I'm not sure how much of my opinion is swayed by my pride in "Southern Redneck makes good," but I would like to think that it is but a minor ingredient. I do have to tell you non-Southerners that we are sick of the stereotypes. Do I need to list famous Southern writers in order to make a point? I think the time for some pushback is damn well overdue. The Jewish Pulitzer Prize-winning editor of the major Arkansas paper does something every year that causes an uproar. Robert E. Lee's birthday is almost the same as MLK Day and he runs a story commemerating General Lee while letting another writer pen some homage to MLK. This pleases me mightily. I also get sick of stories about how flying the Confederate flag or wearing it on a t-shirt is somehow racist. If you feel comfortable wearing a t-shirt with Mao or Che on it and you feel this way, you should shut the fuck up. Did you see Lincoln? I wonder how many kids were shocked in 2013 to learn that the Democrats were the pro-slavery party? I've lived here all my life and I vividly remember Bull Conner and Lester Maddox and George Wallace. Right now, 22 of the 25 most dangerous districts in America are represented in Congress by Democrats. Most are in Detroit, Chicago, and Indianapolis.
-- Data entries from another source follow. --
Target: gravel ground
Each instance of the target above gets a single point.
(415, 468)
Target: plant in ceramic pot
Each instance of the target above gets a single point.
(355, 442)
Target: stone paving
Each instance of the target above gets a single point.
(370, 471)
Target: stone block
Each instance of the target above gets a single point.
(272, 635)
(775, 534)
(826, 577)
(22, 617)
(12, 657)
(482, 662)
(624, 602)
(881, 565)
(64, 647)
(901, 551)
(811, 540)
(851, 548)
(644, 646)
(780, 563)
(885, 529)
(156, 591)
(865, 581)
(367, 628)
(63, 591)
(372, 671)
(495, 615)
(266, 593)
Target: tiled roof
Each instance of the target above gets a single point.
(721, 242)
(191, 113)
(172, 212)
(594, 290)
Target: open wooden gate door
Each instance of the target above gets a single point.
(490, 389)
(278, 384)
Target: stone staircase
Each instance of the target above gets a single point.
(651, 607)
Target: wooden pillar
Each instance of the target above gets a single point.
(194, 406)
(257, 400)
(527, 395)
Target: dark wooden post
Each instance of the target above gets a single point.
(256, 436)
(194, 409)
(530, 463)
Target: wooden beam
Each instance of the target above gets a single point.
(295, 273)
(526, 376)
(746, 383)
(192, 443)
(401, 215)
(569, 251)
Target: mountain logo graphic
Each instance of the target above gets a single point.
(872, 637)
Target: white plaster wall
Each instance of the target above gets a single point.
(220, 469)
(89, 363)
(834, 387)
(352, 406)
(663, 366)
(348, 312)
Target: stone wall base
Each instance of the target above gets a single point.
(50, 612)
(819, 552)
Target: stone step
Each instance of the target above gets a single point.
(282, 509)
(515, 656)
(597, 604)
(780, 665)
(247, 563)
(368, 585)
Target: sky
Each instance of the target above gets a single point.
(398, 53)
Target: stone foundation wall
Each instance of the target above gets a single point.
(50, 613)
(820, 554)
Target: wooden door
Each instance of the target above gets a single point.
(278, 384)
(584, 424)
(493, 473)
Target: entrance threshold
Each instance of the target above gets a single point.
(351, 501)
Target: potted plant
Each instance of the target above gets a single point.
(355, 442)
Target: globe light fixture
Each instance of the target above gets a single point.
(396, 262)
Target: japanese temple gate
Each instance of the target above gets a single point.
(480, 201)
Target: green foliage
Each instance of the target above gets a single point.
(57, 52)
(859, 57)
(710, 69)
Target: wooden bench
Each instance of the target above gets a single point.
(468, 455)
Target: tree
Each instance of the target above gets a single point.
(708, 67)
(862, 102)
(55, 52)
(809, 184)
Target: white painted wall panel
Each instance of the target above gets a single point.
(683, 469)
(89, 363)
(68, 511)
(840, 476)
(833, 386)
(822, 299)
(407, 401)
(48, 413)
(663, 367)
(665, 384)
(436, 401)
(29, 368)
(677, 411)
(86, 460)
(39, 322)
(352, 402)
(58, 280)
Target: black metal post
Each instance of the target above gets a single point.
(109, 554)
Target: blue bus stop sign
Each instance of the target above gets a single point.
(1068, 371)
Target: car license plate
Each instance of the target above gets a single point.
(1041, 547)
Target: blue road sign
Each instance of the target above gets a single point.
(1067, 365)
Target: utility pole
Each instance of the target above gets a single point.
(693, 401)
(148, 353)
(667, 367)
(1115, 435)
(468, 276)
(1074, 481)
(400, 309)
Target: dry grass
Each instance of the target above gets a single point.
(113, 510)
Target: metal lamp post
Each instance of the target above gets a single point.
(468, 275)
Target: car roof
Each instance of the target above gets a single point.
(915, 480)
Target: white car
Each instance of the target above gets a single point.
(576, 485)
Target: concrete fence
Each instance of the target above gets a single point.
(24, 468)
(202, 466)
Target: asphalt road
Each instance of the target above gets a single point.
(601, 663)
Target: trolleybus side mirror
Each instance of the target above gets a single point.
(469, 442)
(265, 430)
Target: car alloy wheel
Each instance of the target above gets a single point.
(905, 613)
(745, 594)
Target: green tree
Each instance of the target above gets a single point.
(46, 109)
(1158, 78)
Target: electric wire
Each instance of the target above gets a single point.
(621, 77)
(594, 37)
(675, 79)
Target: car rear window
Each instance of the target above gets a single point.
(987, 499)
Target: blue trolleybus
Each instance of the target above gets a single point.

It is obvious to me that this monumental societal change began with LBJ's Great Society when we started paying women to have babies IF there was no father in the home. In the early 1900s, the illegitimate birth rate for Blacks in America was 25%. Now it is 75%. You couldn't destroy a culture quicker if it was your sole aim.
So I'm a little aggrieved here, but back to Ray. He moved here with Lisa and things were going well until one week when he was in Atlanta on film business... She suffered from a condition called idiopathic thrombocytopenic purpura (ITP), in which low levels of platelets keep blood from clotting and lead to bleeding and bruising. "I think that might have been part of the problem when she passed away because when I found her she had a purple look on her neck that looked like blood on the surface",her mom said.... Her mom had been unable to reach her on the phone and went to the house to find her dead. I am sure Ray blamed himself for not being there; it's the kind of guy he seems to be.
Ray plays the father of one of the two kids in "Mud." The leading role is played by Matthew McConaughey. In the female lead is Reese Witherspoon. It's a fairly small role for Witherspoon and I feel pretty sure that she wouldn't have taken such a bit part had she not been personal friends with Lisa and Ray. I don't know this for a fact. I'm just betting that it is true. It might seem, as with many Southern stories, that Place takes lead over Plot as the Central Character, much as with Beasts of the Southern Wild. Eudora Welty called it "a sense of place" and if you lived down here you might understand how strong it pulls at you.
Sam Shepard shows up as another complicated father figure, and he gives the part his full attention.
In any case, Jeff Nichols has now made three memorable films: this one plus Shotgun Stories and Take Shelter. He is very, very good at what he does. And I, for one, am glad to be his neighbor.
I'm also quite proud that Ray has the best new TV show so far in 2013. He wrote, produced and directs Rectify on the Sundance network and it has just been renewed for a second season. It's loosely based on the story of Damien Echols, the one of the West Memphis Three who was sentenced to death in one of the worst miscarriages of justice I've ever seen in my life. This is a story that has been begging to be told, and Ray is doing a spot-on job with it so far. Highly recommended.